I preferred it longer, when I could run my fingers through the curls. It’s too neat now, the hairs almost standing vertically on his head. It’s at odds with his disheveled appearance, the wrinkled navy-and-blue striped sweater and jeans.
“Darwin, we have to talk about what happened.”
“There’s nothing to talk about,” he says, slouching so low in his seat I’m afraid he’s going to slip under the desk and make a run for it.
“Are you sure? Because you seem distant.”

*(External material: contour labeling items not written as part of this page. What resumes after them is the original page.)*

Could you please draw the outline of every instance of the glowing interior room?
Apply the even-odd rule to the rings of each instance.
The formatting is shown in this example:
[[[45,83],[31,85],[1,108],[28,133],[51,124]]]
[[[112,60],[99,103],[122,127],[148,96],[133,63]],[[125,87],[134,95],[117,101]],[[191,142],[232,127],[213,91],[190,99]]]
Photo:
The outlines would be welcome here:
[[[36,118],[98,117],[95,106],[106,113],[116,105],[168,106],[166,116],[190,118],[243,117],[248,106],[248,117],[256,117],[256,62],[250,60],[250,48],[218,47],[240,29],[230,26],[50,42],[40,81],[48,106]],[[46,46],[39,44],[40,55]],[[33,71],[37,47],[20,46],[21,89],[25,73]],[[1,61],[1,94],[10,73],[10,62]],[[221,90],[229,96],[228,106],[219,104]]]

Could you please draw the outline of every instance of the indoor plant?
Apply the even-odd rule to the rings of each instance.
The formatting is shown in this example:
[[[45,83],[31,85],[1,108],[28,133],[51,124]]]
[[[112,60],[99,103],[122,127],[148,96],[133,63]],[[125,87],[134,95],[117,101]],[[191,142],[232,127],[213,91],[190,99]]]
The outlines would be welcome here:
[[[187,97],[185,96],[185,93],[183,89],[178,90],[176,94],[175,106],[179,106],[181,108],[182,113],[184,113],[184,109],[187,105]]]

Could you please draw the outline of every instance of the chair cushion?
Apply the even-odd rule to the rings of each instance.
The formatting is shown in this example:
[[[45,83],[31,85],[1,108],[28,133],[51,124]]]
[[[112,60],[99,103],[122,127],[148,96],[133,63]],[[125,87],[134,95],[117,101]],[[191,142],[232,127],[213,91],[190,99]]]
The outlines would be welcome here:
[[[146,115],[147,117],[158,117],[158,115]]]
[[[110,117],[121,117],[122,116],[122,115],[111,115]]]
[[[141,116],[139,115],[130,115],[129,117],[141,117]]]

“Distant?” He imbues the word with as much ridicule as possible. “How do I seem distant?”
Of course as soon as he asks me, I can’t think of a good example.
“I don’t know,” I say, struggling to explain myself. “You seem a little cold.”
“Cold?” He laughs. “Do you want me to ask them to turn up the heating?”
“Of course not. It’s just, it’s just that you picked megan for—”
“I didn’t realize I had to explain my decisions to you,” he cuts across me. “I thought it was my choice.”
“Of course it is! I didn’t mean to imply—”
“Good.”
But I can’t leave it like this. “I’m sorry, I’m sorry. I’m so sorry.” My voice nearly breaks with the weight of trying to make him understand.
“It doesn’t matter,” he says, kicking his heel off the leg of his chair.
“Don’t say it doesn’t matter. It does.” My voice is rising. The room takes on a menacing aspect, the lights dimming, shadows furling around us. A sudden coldness comes over me, sucking at me. “I should never have broken my promise to you.”